Es gibt Phasen, da fließen meine Gedanken nur so zu Papier. Seite um Seite füllt sich dann mein Notizbuch. Da wird philosophiert und gejammert, es werden Zeitungsschnipsel eingeklebt und neue Blogideen entsponnen. Alles ganz einfach. Ohne langes Überlegen.

Doch geht es ums Geschichtenschreiben, wie z. B. über den Regenmantel oder Bruno Bär, wird es schwierig. Jedes zweite Wort wird abgewogen. Direkt beim Schreiben verfalle ich ins Überarbeiten. Das sonst so leichte Dahinfließen ist blockiert. Ausgebremst von der Vorstellung, dass andere das Resultat lesen.

Die Geschichte soll perfekt sein, beim Lesen Spaß und Freude bringen und in fremde Welten eintauchen lassen. Doch dazu braucht es nicht nur den Text. Das Drumherum ist mindestens genauso wichtig. Schön wären Hochglanzbilder, selbst gemalt oder fotografiert. Immer passend zur Szene. Noch besser wirkt die Geschichte auf griffigem Papier, welches Seite um Seite umgeblättert wird. Es soll ein Erlebnis sowohl für den Leser als auch für mich als Autorin entstehen.

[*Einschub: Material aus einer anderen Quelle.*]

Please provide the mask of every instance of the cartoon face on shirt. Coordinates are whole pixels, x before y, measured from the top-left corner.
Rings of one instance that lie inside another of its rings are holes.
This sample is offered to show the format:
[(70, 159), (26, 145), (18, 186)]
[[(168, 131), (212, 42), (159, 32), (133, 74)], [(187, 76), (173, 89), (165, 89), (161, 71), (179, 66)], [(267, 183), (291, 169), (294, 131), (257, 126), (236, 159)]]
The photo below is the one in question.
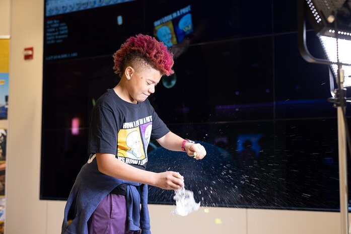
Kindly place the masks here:
[(133, 159), (141, 159), (143, 156), (140, 151), (141, 142), (137, 131), (130, 133), (125, 141), (127, 146), (130, 148), (126, 151), (128, 158)]

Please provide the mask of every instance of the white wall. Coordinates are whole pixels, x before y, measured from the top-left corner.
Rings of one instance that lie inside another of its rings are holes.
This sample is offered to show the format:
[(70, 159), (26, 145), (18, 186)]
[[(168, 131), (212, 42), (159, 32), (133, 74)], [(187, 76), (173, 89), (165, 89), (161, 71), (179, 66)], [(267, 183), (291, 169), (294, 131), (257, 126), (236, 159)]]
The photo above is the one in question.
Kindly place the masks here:
[(0, 0), (0, 38), (10, 34), (11, 0)]
[[(0, 1), (2, 11), (9, 5)], [(0, 21), (0, 28), (11, 25), (11, 32), (6, 231), (57, 233), (64, 202), (39, 200), (44, 1), (11, 3), (11, 20)], [(24, 61), (23, 49), (30, 46), (34, 59)], [(338, 213), (201, 207), (181, 217), (171, 214), (173, 208), (150, 205), (153, 234), (330, 234), (340, 229)]]

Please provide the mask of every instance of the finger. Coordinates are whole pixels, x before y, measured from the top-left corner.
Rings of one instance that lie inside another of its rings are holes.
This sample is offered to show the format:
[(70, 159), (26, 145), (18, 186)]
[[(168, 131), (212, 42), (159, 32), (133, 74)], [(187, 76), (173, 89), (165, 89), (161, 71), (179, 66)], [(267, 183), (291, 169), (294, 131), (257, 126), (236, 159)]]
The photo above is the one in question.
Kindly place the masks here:
[(180, 179), (177, 180), (172, 181), (169, 185), (172, 189), (179, 189), (184, 187), (184, 183), (182, 180)]

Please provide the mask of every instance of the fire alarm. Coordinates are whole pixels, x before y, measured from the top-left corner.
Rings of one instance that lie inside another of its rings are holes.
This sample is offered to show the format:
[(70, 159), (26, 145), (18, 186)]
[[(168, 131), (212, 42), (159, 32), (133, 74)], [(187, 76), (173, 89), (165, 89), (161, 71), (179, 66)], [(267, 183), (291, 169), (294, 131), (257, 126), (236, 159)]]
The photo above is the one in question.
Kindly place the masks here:
[(33, 47), (25, 48), (23, 54), (24, 54), (24, 60), (33, 59)]

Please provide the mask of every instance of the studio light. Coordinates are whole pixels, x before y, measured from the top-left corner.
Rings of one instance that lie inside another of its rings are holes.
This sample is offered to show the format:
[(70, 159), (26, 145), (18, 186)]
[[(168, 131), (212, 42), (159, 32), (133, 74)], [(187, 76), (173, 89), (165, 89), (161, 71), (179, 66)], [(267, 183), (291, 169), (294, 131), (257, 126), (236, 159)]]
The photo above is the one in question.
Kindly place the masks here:
[[(336, 39), (326, 36), (320, 36), (325, 55), (329, 61), (334, 62), (331, 64), (331, 70), (334, 77), (337, 75)], [(343, 63), (351, 63), (351, 40), (339, 39), (338, 42), (339, 60)], [(344, 87), (351, 87), (351, 66), (344, 66)]]
[[(329, 66), (332, 97), (328, 101), (337, 108), (339, 188), (341, 233), (348, 233), (348, 191), (346, 159), (346, 127), (345, 108), (346, 89), (351, 89), (351, 0), (298, 0), (299, 49), (308, 62)], [(305, 13), (307, 14), (305, 14)], [(326, 58), (317, 58), (308, 51), (306, 42), (305, 18), (318, 37)], [(334, 89), (334, 83), (337, 88)], [(351, 143), (349, 148), (351, 150)]]

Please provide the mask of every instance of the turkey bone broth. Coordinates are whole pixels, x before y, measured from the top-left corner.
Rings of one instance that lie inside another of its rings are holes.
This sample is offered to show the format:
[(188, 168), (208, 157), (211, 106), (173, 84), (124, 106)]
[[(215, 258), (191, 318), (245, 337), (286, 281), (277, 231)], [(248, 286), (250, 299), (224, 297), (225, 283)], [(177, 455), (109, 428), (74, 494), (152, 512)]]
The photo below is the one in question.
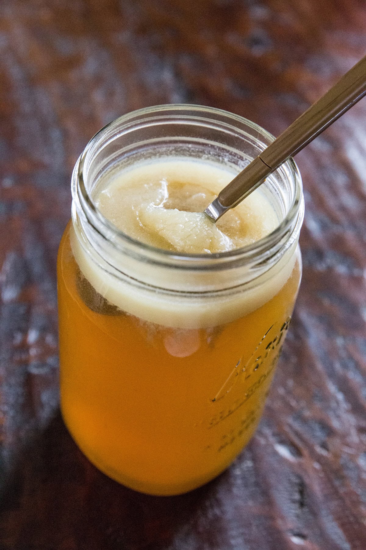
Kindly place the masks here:
[[(190, 157), (111, 168), (92, 191), (110, 240), (90, 237), (74, 193), (58, 265), (63, 416), (91, 461), (137, 491), (176, 494), (212, 479), (262, 414), (301, 262), (295, 238), (259, 273), (235, 263), (279, 219), (261, 189), (206, 219), (235, 175)], [(114, 227), (138, 254), (117, 249)]]
[[(195, 160), (160, 159), (118, 172), (99, 182), (94, 200), (102, 213), (119, 229), (142, 243), (181, 253), (224, 252), (252, 244), (270, 233), (278, 218), (266, 196), (258, 189), (215, 224), (203, 213), (206, 206), (235, 177), (222, 165)], [(241, 295), (215, 300), (185, 301), (162, 294), (147, 294), (109, 276), (86, 251), (81, 239), (72, 237), (72, 251), (84, 277), (110, 303), (139, 318), (181, 328), (216, 326), (249, 313), (268, 301), (284, 284), (295, 256), (286, 255), (273, 270), (271, 283)], [(292, 251), (294, 251), (293, 250)], [(145, 270), (143, 266), (142, 268)], [(160, 286), (161, 276), (149, 283)], [(174, 271), (168, 278), (176, 278)], [(212, 274), (202, 276), (204, 289)], [(180, 275), (181, 290), (189, 291), (190, 280)], [(228, 274), (215, 273), (218, 280)]]

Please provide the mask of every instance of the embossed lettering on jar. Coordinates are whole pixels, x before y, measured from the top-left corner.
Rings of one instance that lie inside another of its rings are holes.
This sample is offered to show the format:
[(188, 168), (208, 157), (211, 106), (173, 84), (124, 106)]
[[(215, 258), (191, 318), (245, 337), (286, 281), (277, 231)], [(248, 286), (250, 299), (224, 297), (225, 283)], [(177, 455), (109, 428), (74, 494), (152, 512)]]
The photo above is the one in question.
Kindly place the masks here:
[(273, 139), (223, 111), (163, 106), (108, 125), (75, 166), (58, 265), (61, 410), (92, 462), (136, 490), (198, 487), (253, 435), (300, 283), (303, 199), (290, 160), (255, 192), (251, 210), (249, 202), (233, 211), (242, 221), (246, 212), (249, 228), (261, 208), (273, 223), (239, 248), (198, 254), (178, 250), (151, 217), (142, 225), (158, 228), (157, 240), (126, 234), (132, 226), (113, 218), (103, 194), (123, 195), (139, 170), (135, 181), (155, 178), (158, 191), (163, 180), (169, 190), (169, 178), (171, 190), (199, 185), (204, 202)]

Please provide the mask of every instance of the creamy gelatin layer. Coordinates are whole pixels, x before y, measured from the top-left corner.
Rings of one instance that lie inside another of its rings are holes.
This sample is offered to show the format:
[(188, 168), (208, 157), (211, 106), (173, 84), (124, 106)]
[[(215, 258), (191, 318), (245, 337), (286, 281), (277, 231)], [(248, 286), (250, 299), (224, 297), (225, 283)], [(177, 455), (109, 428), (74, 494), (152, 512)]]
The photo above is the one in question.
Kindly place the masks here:
[(278, 223), (258, 190), (215, 225), (203, 213), (235, 173), (194, 160), (160, 160), (120, 172), (96, 197), (124, 233), (158, 248), (188, 254), (225, 252), (251, 244)]

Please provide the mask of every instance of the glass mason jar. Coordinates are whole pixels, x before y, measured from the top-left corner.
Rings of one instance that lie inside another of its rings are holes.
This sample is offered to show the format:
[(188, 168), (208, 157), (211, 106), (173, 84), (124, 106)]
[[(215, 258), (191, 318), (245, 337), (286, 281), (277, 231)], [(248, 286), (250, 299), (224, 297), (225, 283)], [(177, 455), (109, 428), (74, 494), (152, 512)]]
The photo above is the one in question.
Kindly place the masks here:
[(273, 139), (223, 111), (160, 106), (108, 124), (76, 163), (58, 261), (62, 414), (91, 461), (133, 489), (194, 489), (254, 432), (300, 284), (301, 180), (289, 160), (261, 186), (275, 229), (212, 255), (135, 240), (93, 197), (109, 170), (163, 157), (238, 172)]

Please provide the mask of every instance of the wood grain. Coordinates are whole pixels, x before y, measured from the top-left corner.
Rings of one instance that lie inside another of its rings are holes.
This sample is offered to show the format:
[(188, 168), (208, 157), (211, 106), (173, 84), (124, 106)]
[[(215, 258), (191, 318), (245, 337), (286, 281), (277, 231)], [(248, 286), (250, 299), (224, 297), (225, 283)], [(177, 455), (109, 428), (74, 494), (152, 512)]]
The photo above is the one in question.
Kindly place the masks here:
[(363, 0), (0, 4), (1, 550), (364, 550), (366, 101), (297, 157), (304, 274), (260, 427), (218, 479), (141, 495), (58, 412), (72, 168), (123, 113), (194, 102), (278, 135), (366, 53)]

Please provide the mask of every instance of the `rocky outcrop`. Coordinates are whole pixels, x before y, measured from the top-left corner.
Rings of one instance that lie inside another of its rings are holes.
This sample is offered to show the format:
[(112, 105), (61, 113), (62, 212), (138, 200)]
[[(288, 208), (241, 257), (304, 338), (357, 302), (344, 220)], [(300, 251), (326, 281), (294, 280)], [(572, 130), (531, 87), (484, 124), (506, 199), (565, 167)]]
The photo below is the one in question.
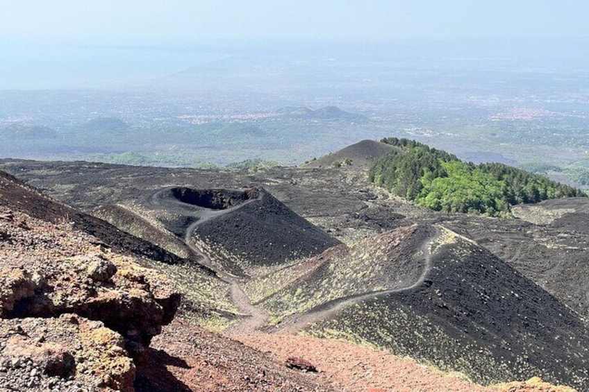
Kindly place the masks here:
[(0, 319), (0, 385), (15, 391), (132, 391), (123, 337), (76, 314)]
[(0, 206), (0, 385), (133, 391), (131, 357), (180, 304), (171, 281), (65, 221)]

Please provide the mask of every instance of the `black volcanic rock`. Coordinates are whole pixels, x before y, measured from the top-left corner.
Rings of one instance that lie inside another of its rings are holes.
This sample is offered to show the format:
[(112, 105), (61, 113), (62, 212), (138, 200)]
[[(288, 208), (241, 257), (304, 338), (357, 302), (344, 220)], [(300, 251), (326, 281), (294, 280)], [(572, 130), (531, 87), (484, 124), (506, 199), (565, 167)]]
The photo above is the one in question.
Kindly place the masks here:
[(422, 284), (344, 307), (311, 332), (340, 331), (483, 384), (539, 376), (587, 391), (579, 315), (488, 250), (441, 238)]
[(149, 199), (173, 214), (168, 230), (196, 240), (224, 269), (250, 274), (257, 267), (308, 257), (340, 244), (263, 189), (172, 187)]
[(333, 164), (340, 164), (367, 169), (378, 158), (399, 151), (399, 148), (390, 144), (365, 139), (311, 161), (306, 166), (329, 167)]

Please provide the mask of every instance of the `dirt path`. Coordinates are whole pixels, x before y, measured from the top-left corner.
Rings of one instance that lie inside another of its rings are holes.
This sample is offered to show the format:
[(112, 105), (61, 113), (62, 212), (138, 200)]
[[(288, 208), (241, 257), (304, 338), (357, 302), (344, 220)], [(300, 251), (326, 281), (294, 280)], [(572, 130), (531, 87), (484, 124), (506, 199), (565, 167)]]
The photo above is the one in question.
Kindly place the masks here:
[[(249, 298), (240, 287), (240, 280), (238, 277), (217, 268), (213, 263), (209, 255), (198, 248), (192, 240), (192, 234), (194, 230), (199, 225), (202, 224), (204, 222), (206, 222), (215, 216), (218, 216), (230, 211), (240, 208), (249, 203), (251, 203), (257, 199), (251, 199), (241, 203), (239, 205), (222, 211), (199, 211), (198, 212), (195, 212), (194, 210), (189, 212), (185, 207), (183, 208), (182, 204), (183, 203), (179, 201), (167, 200), (163, 198), (162, 193), (165, 191), (166, 189), (163, 189), (152, 194), (148, 199), (148, 203), (152, 207), (155, 208), (169, 208), (171, 207), (169, 204), (174, 204), (176, 212), (183, 214), (188, 213), (190, 215), (198, 216), (199, 220), (187, 228), (184, 235), (184, 242), (192, 251), (202, 257), (202, 259), (200, 262), (202, 264), (215, 271), (220, 279), (226, 282), (229, 284), (231, 302), (241, 313), (249, 315), (248, 316), (243, 318), (237, 324), (229, 327), (224, 332), (224, 334), (226, 335), (246, 335), (260, 333), (260, 330), (267, 325), (269, 318), (268, 314), (263, 309), (251, 305)], [(179, 210), (181, 210), (182, 211), (178, 211)], [(306, 325), (322, 320), (338, 312), (343, 307), (353, 305), (363, 300), (378, 298), (380, 296), (411, 290), (419, 286), (423, 283), (431, 268), (430, 244), (435, 241), (440, 236), (440, 229), (434, 226), (434, 230), (435, 231), (433, 235), (431, 235), (427, 240), (424, 241), (418, 254), (415, 256), (415, 257), (423, 257), (424, 259), (423, 271), (416, 281), (408, 282), (407, 285), (399, 289), (372, 291), (338, 298), (327, 303), (319, 305), (314, 309), (311, 309), (305, 314), (295, 314), (290, 318), (283, 321), (280, 325), (274, 330), (274, 332), (279, 334), (294, 334), (301, 330)]]
[(264, 311), (251, 305), (249, 298), (245, 294), (245, 293), (244, 293), (243, 290), (240, 287), (240, 280), (238, 278), (219, 269), (215, 264), (213, 264), (209, 255), (196, 246), (192, 239), (194, 238), (193, 233), (194, 230), (199, 225), (201, 225), (204, 222), (206, 222), (213, 218), (227, 214), (228, 212), (241, 208), (250, 203), (260, 200), (260, 198), (263, 197), (263, 195), (260, 194), (258, 198), (251, 198), (234, 207), (219, 211), (208, 211), (203, 210), (201, 211), (199, 210), (195, 212), (192, 208), (183, 207), (184, 203), (179, 201), (169, 200), (163, 197), (163, 192), (165, 192), (167, 190), (167, 189), (163, 189), (152, 194), (147, 201), (148, 204), (152, 208), (164, 208), (167, 210), (169, 210), (170, 205), (173, 205), (175, 207), (175, 212), (184, 214), (188, 214), (198, 217), (199, 219), (197, 221), (191, 224), (186, 228), (184, 234), (184, 243), (190, 250), (201, 257), (201, 259), (199, 261), (201, 264), (214, 271), (222, 280), (229, 284), (229, 295), (231, 302), (234, 305), (235, 305), (240, 312), (243, 314), (249, 315), (244, 317), (237, 324), (232, 325), (224, 331), (224, 334), (234, 335), (260, 333), (258, 330), (266, 324), (268, 320), (268, 315)]
[(430, 236), (427, 240), (424, 241), (418, 254), (415, 256), (417, 257), (423, 257), (424, 259), (423, 271), (415, 282), (410, 284), (408, 286), (405, 286), (404, 287), (399, 289), (382, 290), (380, 291), (371, 291), (370, 293), (356, 294), (347, 297), (340, 298), (329, 302), (322, 304), (315, 308), (310, 309), (306, 313), (295, 314), (289, 318), (285, 319), (279, 326), (276, 327), (274, 333), (295, 334), (303, 329), (306, 325), (323, 320), (345, 306), (351, 305), (366, 300), (376, 298), (381, 296), (385, 296), (393, 293), (400, 293), (401, 291), (406, 291), (415, 289), (423, 283), (426, 277), (429, 273), (429, 271), (431, 270), (431, 255), (433, 253), (430, 251), (430, 245), (435, 242), (440, 237), (440, 228), (437, 226), (433, 226), (433, 234)]

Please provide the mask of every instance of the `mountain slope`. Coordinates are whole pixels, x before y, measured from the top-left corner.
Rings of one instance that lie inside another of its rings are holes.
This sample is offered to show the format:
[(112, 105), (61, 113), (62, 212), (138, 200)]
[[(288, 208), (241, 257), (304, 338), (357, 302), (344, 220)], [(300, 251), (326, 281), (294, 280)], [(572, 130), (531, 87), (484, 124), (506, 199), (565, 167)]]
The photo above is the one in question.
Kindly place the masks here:
[(380, 142), (361, 140), (306, 164), (307, 167), (330, 167), (338, 165), (369, 168), (375, 160), (399, 149)]
[(589, 330), (577, 314), (449, 230), (442, 228), (429, 247), (431, 265), (420, 283), (334, 306), (310, 318), (315, 323), (306, 330), (385, 348), (482, 384), (540, 375), (589, 388)]

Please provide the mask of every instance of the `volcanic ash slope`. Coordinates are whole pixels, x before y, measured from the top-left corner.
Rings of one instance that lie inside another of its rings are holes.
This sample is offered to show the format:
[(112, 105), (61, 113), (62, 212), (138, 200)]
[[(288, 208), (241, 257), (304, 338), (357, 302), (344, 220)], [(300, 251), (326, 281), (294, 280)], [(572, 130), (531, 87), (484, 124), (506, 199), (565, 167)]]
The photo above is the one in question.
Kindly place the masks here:
[[(285, 319), (283, 327), (288, 330), (298, 323), (311, 334), (385, 348), (445, 370), (459, 371), (475, 382), (539, 376), (589, 390), (589, 330), (576, 313), (486, 249), (443, 227), (413, 229), (411, 236), (420, 240), (409, 246), (413, 250), (404, 248), (410, 239), (398, 241), (398, 230), (389, 234), (390, 249), (383, 254), (386, 235), (365, 241), (363, 250), (356, 246), (351, 253), (333, 252), (331, 260), (320, 264), (332, 266), (315, 268), (262, 305), (283, 316), (284, 304), (291, 300), (302, 310), (311, 303), (310, 311)], [(322, 287), (341, 285), (337, 274), (330, 278), (322, 269), (349, 265), (350, 254), (362, 253), (387, 256), (372, 262), (385, 260), (393, 266), (386, 279), (379, 279), (378, 289), (368, 284), (375, 279), (374, 268), (366, 264), (364, 280), (350, 275), (348, 296), (315, 300)], [(407, 266), (412, 254), (410, 262), (424, 269), (418, 278)], [(396, 276), (408, 278), (404, 289), (391, 285)], [(359, 293), (358, 280), (364, 293)]]

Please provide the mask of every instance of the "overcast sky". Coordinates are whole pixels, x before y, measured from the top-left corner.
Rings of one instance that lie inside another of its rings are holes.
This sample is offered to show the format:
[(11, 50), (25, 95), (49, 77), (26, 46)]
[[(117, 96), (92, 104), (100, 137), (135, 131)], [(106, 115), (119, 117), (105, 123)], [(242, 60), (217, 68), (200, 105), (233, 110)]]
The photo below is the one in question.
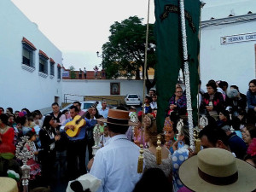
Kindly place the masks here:
[[(102, 59), (96, 52), (108, 41), (109, 26), (129, 16), (137, 15), (147, 22), (148, 0), (11, 0), (44, 35), (62, 51), (66, 68), (86, 67), (92, 70)], [(252, 0), (203, 0), (205, 8)], [(253, 0), (255, 1), (255, 0)], [(150, 0), (149, 23), (154, 22), (154, 0)], [(206, 11), (204, 11), (206, 10)], [(229, 15), (224, 13), (224, 15)], [(207, 19), (216, 13), (203, 9)], [(221, 10), (218, 10), (220, 14)]]
[[(114, 21), (129, 16), (145, 18), (148, 0), (12, 0), (39, 30), (62, 51), (66, 68), (76, 70), (101, 63), (96, 52), (108, 41)], [(154, 22), (150, 1), (149, 22)]]

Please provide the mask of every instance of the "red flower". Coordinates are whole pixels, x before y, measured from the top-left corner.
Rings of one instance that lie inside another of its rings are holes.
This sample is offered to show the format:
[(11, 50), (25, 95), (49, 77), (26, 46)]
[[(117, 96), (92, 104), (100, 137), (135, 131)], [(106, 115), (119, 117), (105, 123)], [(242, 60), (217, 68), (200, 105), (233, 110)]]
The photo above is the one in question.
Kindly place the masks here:
[(256, 155), (256, 138), (253, 138), (252, 143), (249, 144), (247, 154), (252, 157)]
[(214, 106), (217, 106), (218, 102), (219, 102), (219, 101), (218, 101), (218, 99), (217, 101), (214, 101), (214, 102), (213, 102), (213, 105), (214, 105)]
[(20, 113), (19, 113), (19, 117), (23, 117), (23, 116), (24, 116), (23, 112), (20, 112)]
[(206, 105), (209, 104), (209, 100), (204, 99), (204, 102), (205, 102)]

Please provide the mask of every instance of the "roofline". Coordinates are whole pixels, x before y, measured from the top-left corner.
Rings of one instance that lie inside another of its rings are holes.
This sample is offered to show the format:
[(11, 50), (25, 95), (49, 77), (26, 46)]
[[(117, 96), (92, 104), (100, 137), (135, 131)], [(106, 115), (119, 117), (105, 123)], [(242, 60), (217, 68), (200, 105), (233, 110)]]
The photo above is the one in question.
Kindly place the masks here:
[(201, 23), (201, 28), (206, 28), (209, 26), (221, 26), (221, 25), (227, 25), (232, 23), (239, 23), (239, 22), (250, 22), (256, 20), (256, 14), (248, 14), (243, 15), (239, 16), (231, 16), (231, 17), (225, 17), (221, 19), (214, 19), (209, 20), (204, 20)]

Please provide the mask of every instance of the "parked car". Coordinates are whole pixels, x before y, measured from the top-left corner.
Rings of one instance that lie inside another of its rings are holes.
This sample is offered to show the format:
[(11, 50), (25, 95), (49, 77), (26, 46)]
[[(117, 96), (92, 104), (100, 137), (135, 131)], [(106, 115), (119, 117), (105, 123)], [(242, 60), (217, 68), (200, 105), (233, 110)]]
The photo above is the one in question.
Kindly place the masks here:
[(141, 105), (141, 99), (137, 94), (127, 94), (125, 97), (125, 105)]

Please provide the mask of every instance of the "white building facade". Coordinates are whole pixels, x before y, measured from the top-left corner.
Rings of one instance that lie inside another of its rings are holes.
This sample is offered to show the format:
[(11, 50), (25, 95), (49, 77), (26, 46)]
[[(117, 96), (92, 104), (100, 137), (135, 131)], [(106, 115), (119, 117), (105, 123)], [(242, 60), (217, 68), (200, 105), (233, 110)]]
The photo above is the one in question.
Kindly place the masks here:
[(206, 1), (202, 9), (200, 75), (236, 84), (246, 93), (256, 79), (256, 1)]
[(61, 51), (10, 0), (0, 1), (0, 107), (44, 112), (61, 104)]

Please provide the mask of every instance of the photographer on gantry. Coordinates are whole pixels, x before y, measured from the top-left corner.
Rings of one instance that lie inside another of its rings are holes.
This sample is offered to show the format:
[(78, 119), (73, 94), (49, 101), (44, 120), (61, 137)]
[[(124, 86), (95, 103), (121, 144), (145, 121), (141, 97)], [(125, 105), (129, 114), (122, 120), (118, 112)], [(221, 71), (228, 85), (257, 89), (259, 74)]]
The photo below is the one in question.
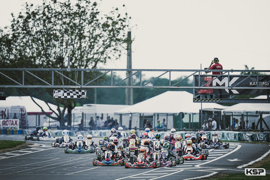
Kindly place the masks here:
[[(215, 58), (214, 60), (211, 62), (211, 64), (208, 67), (208, 69), (221, 70), (223, 69), (222, 65), (219, 63), (219, 60), (218, 58)], [(215, 64), (212, 66), (213, 63)], [(220, 75), (221, 74), (222, 72), (212, 72), (212, 74), (213, 75)]]

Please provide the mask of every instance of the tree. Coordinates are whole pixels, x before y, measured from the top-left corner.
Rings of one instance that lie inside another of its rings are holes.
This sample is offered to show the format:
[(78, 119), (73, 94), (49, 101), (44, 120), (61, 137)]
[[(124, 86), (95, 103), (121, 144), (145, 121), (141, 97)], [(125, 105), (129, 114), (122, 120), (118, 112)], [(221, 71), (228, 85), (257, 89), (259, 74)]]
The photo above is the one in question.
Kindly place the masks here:
[[(131, 43), (127, 38), (130, 17), (127, 13), (120, 14), (118, 8), (103, 15), (98, 5), (90, 0), (76, 0), (74, 4), (69, 0), (44, 1), (35, 8), (26, 3), (24, 11), (18, 17), (12, 15), (13, 20), (11, 27), (6, 29), (9, 30), (8, 32), (0, 31), (0, 58), (3, 60), (0, 65), (2, 68), (59, 68), (59, 72), (76, 82), (80, 79), (80, 74), (61, 72), (61, 68), (67, 66), (65, 58), (70, 57), (71, 68), (96, 68), (108, 60), (116, 60), (122, 51), (126, 50), (127, 44)], [(100, 73), (85, 72), (86, 81)], [(15, 72), (9, 73), (11, 77), (16, 75)], [(52, 76), (40, 71), (35, 75), (48, 82)], [(37, 82), (27, 74), (26, 76), (25, 84), (44, 83)], [(61, 85), (73, 83), (58, 74), (54, 77), (58, 80), (55, 82)], [(1, 80), (2, 82), (6, 80)], [(32, 90), (21, 90), (32, 97)], [(50, 94), (53, 99), (52, 89), (36, 90), (46, 102), (48, 99), (44, 94)], [(58, 112), (55, 112), (58, 117), (46, 115), (59, 121), (63, 119), (66, 109), (70, 116), (76, 104), (76, 99), (53, 101), (58, 107)], [(71, 124), (70, 118), (68, 122)]]
[[(250, 70), (254, 70), (255, 69), (255, 68), (252, 68), (250, 69)], [(245, 70), (249, 70), (248, 67), (247, 65), (245, 65)], [(253, 73), (252, 72), (242, 72), (240, 74), (242, 75), (250, 75)]]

Und dieses Erlebnis soll schnell fertig werden, damit ich mich meinen 100000 anderen Ideen widmen kann. Ich will nicht wochenlang am Text feilen, nur um dann weitere Wochen an den Illustrationen zu sitzen. Zu hohe Ansprüche? Vielleicht. Bestimmt sogar. Doch wollen wir es nicht alle irgendwie schön und einfach um uns herum haben – gerade in Zeiten von Pandemie, Krieg, Inflation und angedrohten kalten Heizkörpern im Winter? Warum sollte das Geschichtenschreiben da eine Ausnahme sein?